HD 143699

Observation data Epoch J2000 Equinox J2000
- Constellation: Lupus
- Right ascension: 16^{h} 03^{m} 24.18956^{s}
- Declination: −38° 36′ 09.1424″
- Apparent magnitude (V): 4.90

Characteristics
- Evolutionary stage: main sequence
- Spectral type: B5/7 III/IV
- B−V color index: −0.146±0.043

Astrometry
- Radial velocity (R_{v}): −1.9±2.8 km/s
- Proper motion (μ): RA: −18.488 mas/yr Dec.: −28.147 mas/yr
- Parallax (π): 9.2268±0.4693 mas
- Distance: 350 ± 20 ly (108 ± 6 pc)
- Absolute magnitude (M_{V}): −0.54

Details
- Mass: 4.58 M_{☉}
- Radius: 3.89 R_{☉}
- Luminosity: 447 L_{☉}
- Surface gravity (log g): 3.82 cgs
- Temperature: 15,480 K
- Rotation: 0.894 days
- Rotational velocity (v sin i): 115 km/s
- Age: 60 Myr
- Other designations: CD−38°10832, FK5 3267, HD 143699, HIP 78655, HR 5967, SAO 207276

Database references
- SIMBAD: data

= HD 143699 =

Star in the constellation of Lupus

HD 143699 is a single star in the southern constellation of Lupus. It is a dim star but visible to the naked eye with an apparent visual magnitude of 4.90. Based upon an annual parallax shift of 9.2 mas, it is located around 350 light years away. It is most likely (90% chance) a member of the Upper Centaurus–Lupus subgroup of the Sco OB2 moving group.

This star has a stellar classification of B5/7 III/IV, suggesting it is an evolving star that is entering the giant stage. However, according to Zorec and Royer (2012) it is only 56% of the way through its main sequence lifespan. It is a chemically peculiar magnetic B star, showing an averaged quadratic field strength of 167.2±140.4×10^−3 T. Helium-weak, it displays an underabundance of helium in its spectrum.
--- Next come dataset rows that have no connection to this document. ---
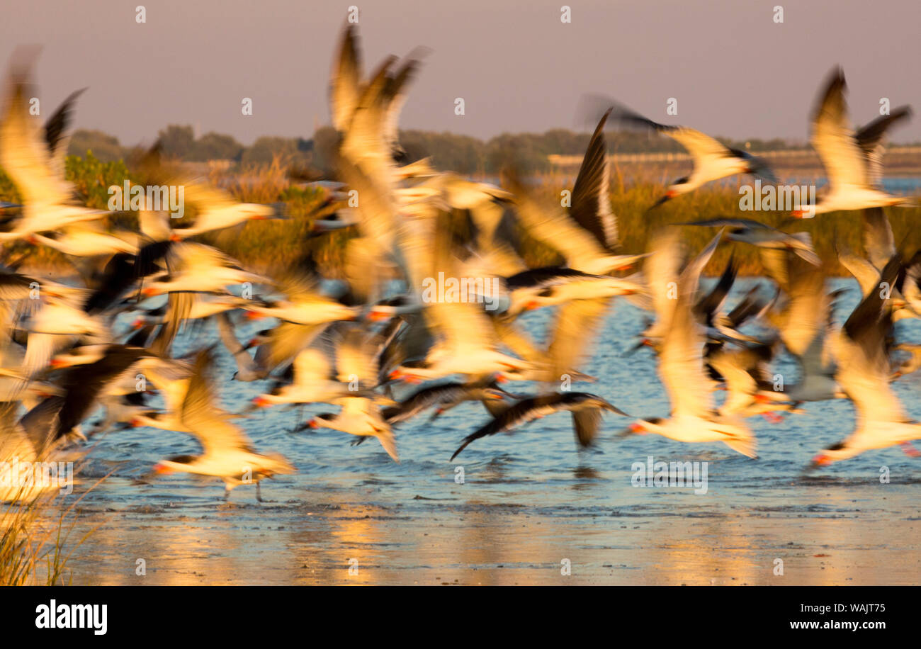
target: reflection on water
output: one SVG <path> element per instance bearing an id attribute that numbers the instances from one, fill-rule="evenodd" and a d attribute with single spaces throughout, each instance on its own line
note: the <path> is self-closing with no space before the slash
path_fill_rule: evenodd
<path id="1" fill-rule="evenodd" d="M 842 312 L 857 296 L 845 295 Z M 527 317 L 538 338 L 550 317 Z M 900 335 L 921 342 L 919 325 L 900 322 Z M 648 352 L 621 355 L 641 327 L 638 311 L 616 307 L 585 368 L 600 380 L 586 389 L 637 415 L 665 415 L 668 400 Z M 210 340 L 214 332 L 205 331 Z M 232 359 L 221 350 L 218 362 L 218 376 L 229 379 Z M 780 371 L 795 375 L 788 361 Z M 262 387 L 223 381 L 225 406 L 240 410 Z M 915 417 L 918 388 L 913 377 L 896 384 Z M 454 465 L 448 458 L 459 441 L 487 419 L 478 404 L 400 428 L 400 464 L 379 445 L 352 446 L 334 432 L 291 435 L 297 410 L 270 410 L 241 425 L 259 448 L 284 453 L 298 473 L 263 482 L 269 502 L 262 504 L 245 485 L 224 504 L 219 481 L 191 476 L 134 483 L 159 458 L 194 451 L 195 444 L 149 429 L 111 434 L 93 449 L 85 483 L 114 468 L 113 476 L 78 505 L 72 539 L 98 529 L 69 565 L 77 584 L 921 582 L 921 465 L 889 449 L 804 475 L 816 450 L 853 427 L 847 401 L 806 410 L 775 424 L 750 420 L 757 461 L 719 445 L 617 438 L 628 420 L 615 416 L 606 417 L 594 449 L 578 451 L 570 416 L 560 413 L 477 440 Z M 708 462 L 707 493 L 633 487 L 632 463 L 650 455 Z M 455 466 L 464 468 L 462 483 Z M 890 484 L 880 483 L 882 466 Z M 782 576 L 774 574 L 776 559 Z"/>

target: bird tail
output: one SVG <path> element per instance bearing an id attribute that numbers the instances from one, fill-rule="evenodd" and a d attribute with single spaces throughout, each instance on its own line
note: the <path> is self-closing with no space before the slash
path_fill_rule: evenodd
<path id="1" fill-rule="evenodd" d="M 822 260 L 819 259 L 819 255 L 817 255 L 815 250 L 812 249 L 812 237 L 810 236 L 809 232 L 794 232 L 790 235 L 790 237 L 803 244 L 801 248 L 794 249 L 794 252 L 796 252 L 801 260 L 808 261 L 813 266 L 822 265 Z"/>
<path id="2" fill-rule="evenodd" d="M 743 456 L 747 456 L 752 459 L 758 458 L 758 453 L 756 452 L 757 442 L 755 441 L 754 435 L 749 433 L 747 435 L 740 435 L 735 437 L 729 437 L 724 439 L 723 442 L 727 446 L 731 448 L 738 453 L 741 453 Z"/>
<path id="3" fill-rule="evenodd" d="M 768 167 L 767 162 L 761 157 L 752 156 L 749 158 L 748 172 L 756 178 L 760 178 L 765 182 L 774 184 L 778 181 L 776 174 L 775 174 L 774 170 Z"/>

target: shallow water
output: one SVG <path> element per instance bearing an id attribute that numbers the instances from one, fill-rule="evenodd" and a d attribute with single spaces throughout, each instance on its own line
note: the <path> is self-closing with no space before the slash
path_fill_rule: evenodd
<path id="1" fill-rule="evenodd" d="M 733 296 L 751 284 L 740 281 Z M 857 291 L 856 283 L 837 284 L 852 289 L 842 299 L 841 321 Z M 538 311 L 525 322 L 541 332 L 551 316 Z M 622 356 L 643 317 L 625 302 L 612 308 L 583 368 L 599 381 L 574 388 L 633 415 L 665 416 L 668 400 L 650 353 Z M 241 327 L 238 337 L 265 326 Z M 899 335 L 921 342 L 921 327 L 900 323 Z M 197 338 L 180 339 L 176 352 L 216 338 L 209 325 Z M 267 385 L 230 381 L 235 368 L 222 347 L 217 364 L 227 410 L 242 410 Z M 788 361 L 779 371 L 794 380 Z M 921 417 L 919 380 L 895 386 L 915 417 Z M 448 458 L 460 441 L 488 419 L 478 403 L 431 423 L 427 415 L 404 423 L 397 432 L 400 464 L 373 440 L 353 446 L 334 431 L 293 435 L 297 411 L 270 409 L 240 423 L 259 450 L 285 454 L 298 472 L 265 481 L 262 497 L 271 502 L 262 504 L 250 485 L 225 504 L 219 481 L 188 475 L 134 484 L 157 459 L 196 452 L 196 445 L 183 434 L 146 428 L 110 434 L 93 440 L 84 484 L 67 497 L 111 471 L 80 503 L 72 538 L 96 529 L 68 565 L 76 584 L 921 582 L 921 463 L 891 448 L 806 475 L 810 458 L 849 435 L 854 422 L 846 400 L 805 409 L 779 423 L 749 420 L 758 460 L 717 444 L 617 438 L 631 420 L 612 413 L 596 446 L 579 451 L 570 416 L 557 413 L 477 440 L 453 464 Z M 304 417 L 329 410 L 309 407 Z M 633 486 L 632 465 L 649 456 L 707 462 L 706 493 Z M 881 467 L 889 484 L 880 481 Z M 135 574 L 139 559 L 143 576 Z M 777 559 L 783 575 L 775 574 Z"/>

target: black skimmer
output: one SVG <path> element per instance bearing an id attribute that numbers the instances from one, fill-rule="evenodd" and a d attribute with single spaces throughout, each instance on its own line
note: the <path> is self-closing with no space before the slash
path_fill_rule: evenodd
<path id="1" fill-rule="evenodd" d="M 573 429 L 581 446 L 589 446 L 598 435 L 604 411 L 629 417 L 626 412 L 604 399 L 588 392 L 556 392 L 524 399 L 496 414 L 488 423 L 464 437 L 451 456 L 453 460 L 470 443 L 487 435 L 503 433 L 554 412 L 568 411 L 573 414 Z"/>
<path id="2" fill-rule="evenodd" d="M 847 118 L 845 87 L 845 73 L 834 68 L 812 117 L 811 143 L 825 168 L 828 185 L 816 197 L 815 205 L 795 210 L 795 218 L 911 203 L 904 196 L 886 193 L 880 185 L 883 135 L 893 123 L 908 118 L 911 109 L 897 108 L 855 133 Z"/>
<path id="3" fill-rule="evenodd" d="M 177 413 L 182 432 L 195 437 L 202 446 L 202 454 L 162 459 L 155 465 L 154 471 L 183 471 L 220 478 L 224 481 L 225 499 L 235 487 L 255 482 L 256 498 L 262 502 L 259 482 L 276 474 L 294 473 L 295 468 L 280 455 L 256 453 L 243 431 L 230 423 L 228 414 L 215 405 L 217 400 L 207 376 L 211 364 L 210 351 L 197 354 Z"/>

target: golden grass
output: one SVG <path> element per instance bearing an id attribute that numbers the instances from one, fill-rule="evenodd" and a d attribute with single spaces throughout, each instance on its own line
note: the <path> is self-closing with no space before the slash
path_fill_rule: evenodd
<path id="1" fill-rule="evenodd" d="M 203 240 L 216 245 L 244 265 L 262 272 L 281 272 L 290 269 L 312 254 L 321 269 L 332 277 L 342 276 L 345 243 L 353 236 L 347 231 L 337 231 L 319 238 L 309 238 L 312 212 L 325 198 L 321 189 L 293 184 L 286 175 L 287 161 L 275 157 L 271 164 L 253 165 L 228 168 L 213 167 L 210 180 L 229 191 L 238 200 L 249 203 L 284 203 L 290 217 L 284 221 L 255 221 L 246 225 L 203 237 Z M 717 216 L 752 218 L 767 225 L 778 226 L 787 219 L 786 212 L 740 212 L 739 188 L 748 179 L 736 183 L 712 183 L 693 193 L 680 196 L 664 205 L 647 211 L 662 195 L 666 185 L 679 175 L 686 173 L 686 163 L 662 165 L 614 166 L 611 183 L 611 196 L 614 213 L 620 223 L 620 234 L 625 253 L 644 252 L 651 233 L 668 225 L 703 220 Z M 118 182 L 115 178 L 118 166 L 102 167 L 89 158 L 81 167 L 79 159 L 69 168 L 81 181 L 81 191 L 87 196 L 97 196 L 102 185 Z M 100 170 L 101 169 L 101 170 Z M 554 169 L 536 177 L 540 189 L 548 201 L 559 201 L 563 189 L 571 189 L 577 169 Z M 803 171 L 799 178 L 815 175 L 815 169 Z M 782 176 L 787 174 L 782 173 Z M 99 187 L 87 179 L 97 179 Z M 492 180 L 492 179 L 485 179 Z M 4 193 L 0 191 L 0 193 Z M 10 198 L 0 195 L 0 199 Z M 915 226 L 921 217 L 921 209 L 892 208 L 887 210 L 892 231 L 900 248 L 912 254 L 921 248 L 921 232 Z M 190 215 L 193 215 L 193 211 Z M 845 275 L 846 272 L 837 261 L 835 245 L 853 250 L 861 249 L 861 216 L 859 213 L 833 213 L 815 219 L 806 219 L 783 226 L 792 232 L 806 231 L 812 235 L 816 252 L 825 263 L 826 272 L 832 275 Z M 684 227 L 683 237 L 689 248 L 703 248 L 716 234 L 713 228 Z M 525 243 L 525 261 L 530 266 L 546 265 L 560 261 L 551 249 L 542 246 L 522 233 Z M 73 267 L 54 250 L 17 243 L 7 247 L 7 259 L 25 256 L 27 265 L 32 269 L 66 272 Z M 752 246 L 729 243 L 721 246 L 708 265 L 706 272 L 718 273 L 730 255 L 740 263 L 740 272 L 757 274 L 763 269 Z"/>

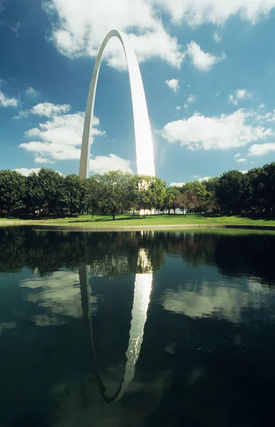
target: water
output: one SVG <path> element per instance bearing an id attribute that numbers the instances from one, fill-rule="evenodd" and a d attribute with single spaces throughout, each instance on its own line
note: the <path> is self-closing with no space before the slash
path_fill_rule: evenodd
<path id="1" fill-rule="evenodd" d="M 1 427 L 274 426 L 275 234 L 0 245 Z"/>

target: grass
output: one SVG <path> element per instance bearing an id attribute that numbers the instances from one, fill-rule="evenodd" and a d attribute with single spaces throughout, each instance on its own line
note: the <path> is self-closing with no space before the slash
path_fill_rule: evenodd
<path id="1" fill-rule="evenodd" d="M 150 215 L 145 218 L 142 216 L 133 216 L 130 215 L 118 216 L 115 221 L 112 220 L 111 216 L 108 215 L 81 215 L 67 216 L 65 218 L 50 218 L 46 219 L 22 219 L 16 218 L 0 218 L 0 224 L 37 224 L 37 225 L 66 225 L 79 226 L 204 226 L 208 225 L 224 225 L 224 226 L 274 226 L 275 215 L 269 216 L 212 216 L 205 217 L 204 215 Z"/>

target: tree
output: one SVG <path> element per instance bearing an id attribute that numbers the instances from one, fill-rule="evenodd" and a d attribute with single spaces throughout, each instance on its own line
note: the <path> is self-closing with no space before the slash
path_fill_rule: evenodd
<path id="1" fill-rule="evenodd" d="M 64 176 L 53 169 L 41 168 L 38 172 L 43 194 L 43 209 L 47 214 L 62 213 L 66 207 Z"/>
<path id="2" fill-rule="evenodd" d="M 191 211 L 194 211 L 199 206 L 199 199 L 195 194 L 186 191 L 180 193 L 175 199 L 177 207 L 184 212 L 187 216 Z"/>
<path id="3" fill-rule="evenodd" d="M 246 174 L 239 171 L 229 171 L 220 176 L 217 196 L 224 212 L 239 214 L 245 210 L 247 184 Z"/>
<path id="4" fill-rule="evenodd" d="M 0 207 L 11 211 L 21 209 L 24 206 L 26 176 L 16 171 L 0 171 Z"/>
<path id="5" fill-rule="evenodd" d="M 131 179 L 133 209 L 138 211 L 161 209 L 165 197 L 166 182 L 157 176 L 135 175 Z"/>
<path id="6" fill-rule="evenodd" d="M 177 209 L 175 200 L 180 194 L 180 190 L 179 187 L 170 186 L 166 189 L 163 203 L 163 210 L 167 209 L 168 211 L 168 215 L 170 215 L 171 209 L 174 210 L 174 214 L 175 215 Z"/>
<path id="7" fill-rule="evenodd" d="M 85 180 L 81 179 L 74 174 L 67 175 L 64 179 L 65 204 L 71 215 L 80 214 L 85 209 Z"/>
<path id="8" fill-rule="evenodd" d="M 93 181 L 96 190 L 98 206 L 113 215 L 127 209 L 130 203 L 131 174 L 122 171 L 109 171 L 103 175 L 95 175 Z"/>
<path id="9" fill-rule="evenodd" d="M 28 214 L 43 209 L 44 204 L 43 182 L 36 172 L 31 172 L 26 177 L 24 201 Z"/>
<path id="10" fill-rule="evenodd" d="M 185 211 L 186 215 L 191 211 L 202 209 L 207 194 L 205 186 L 199 181 L 187 182 L 182 186 L 180 194 L 176 198 L 177 206 Z"/>
<path id="11" fill-rule="evenodd" d="M 203 211 L 206 214 L 212 211 L 218 211 L 219 205 L 217 201 L 216 193 L 219 184 L 219 177 L 214 176 L 207 181 L 202 181 L 202 184 L 206 189 L 206 194 L 202 204 Z"/>

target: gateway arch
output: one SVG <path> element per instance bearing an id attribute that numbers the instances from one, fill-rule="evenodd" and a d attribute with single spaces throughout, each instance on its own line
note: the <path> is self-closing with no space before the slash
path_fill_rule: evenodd
<path id="1" fill-rule="evenodd" d="M 98 73 L 102 55 L 108 42 L 112 37 L 117 37 L 123 45 L 128 67 L 134 118 L 137 172 L 140 175 L 144 174 L 155 176 L 155 162 L 151 128 L 140 67 L 135 51 L 128 36 L 122 31 L 117 30 L 112 30 L 107 34 L 95 60 L 90 85 L 84 120 L 79 176 L 81 178 L 88 178 L 89 175 L 91 120 L 93 116 Z"/>

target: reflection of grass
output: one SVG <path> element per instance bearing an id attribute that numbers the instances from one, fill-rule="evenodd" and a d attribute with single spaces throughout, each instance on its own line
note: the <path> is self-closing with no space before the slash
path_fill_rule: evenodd
<path id="1" fill-rule="evenodd" d="M 3 221 L 3 222 L 2 222 Z M 133 216 L 130 215 L 121 215 L 116 217 L 115 221 L 112 220 L 110 215 L 81 215 L 67 216 L 65 218 L 50 218 L 48 219 L 20 219 L 0 218 L 0 223 L 8 225 L 12 221 L 13 224 L 40 224 L 40 225 L 66 225 L 66 226 L 200 226 L 208 225 L 224 226 L 275 226 L 275 215 L 269 216 L 212 216 L 205 217 L 203 215 L 150 215 L 142 216 Z"/>

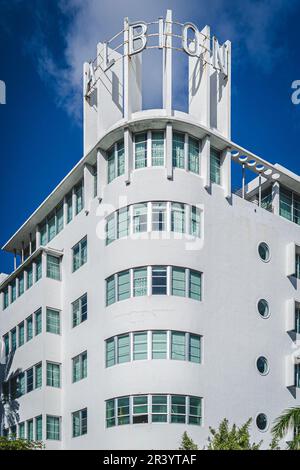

Radio emissions have been detected from this source.

HD 143699 has 4.6 times the mass of the Sun and 3.9 times the Sun's radius. It has a high rate of spin with a projected rotational velocity of 115 km/s, resulting in a short rotation period of 0.894 days. The star is radiating 447 times the Sun's luminosity from its photosphere at an effective temperature of ±15480 K.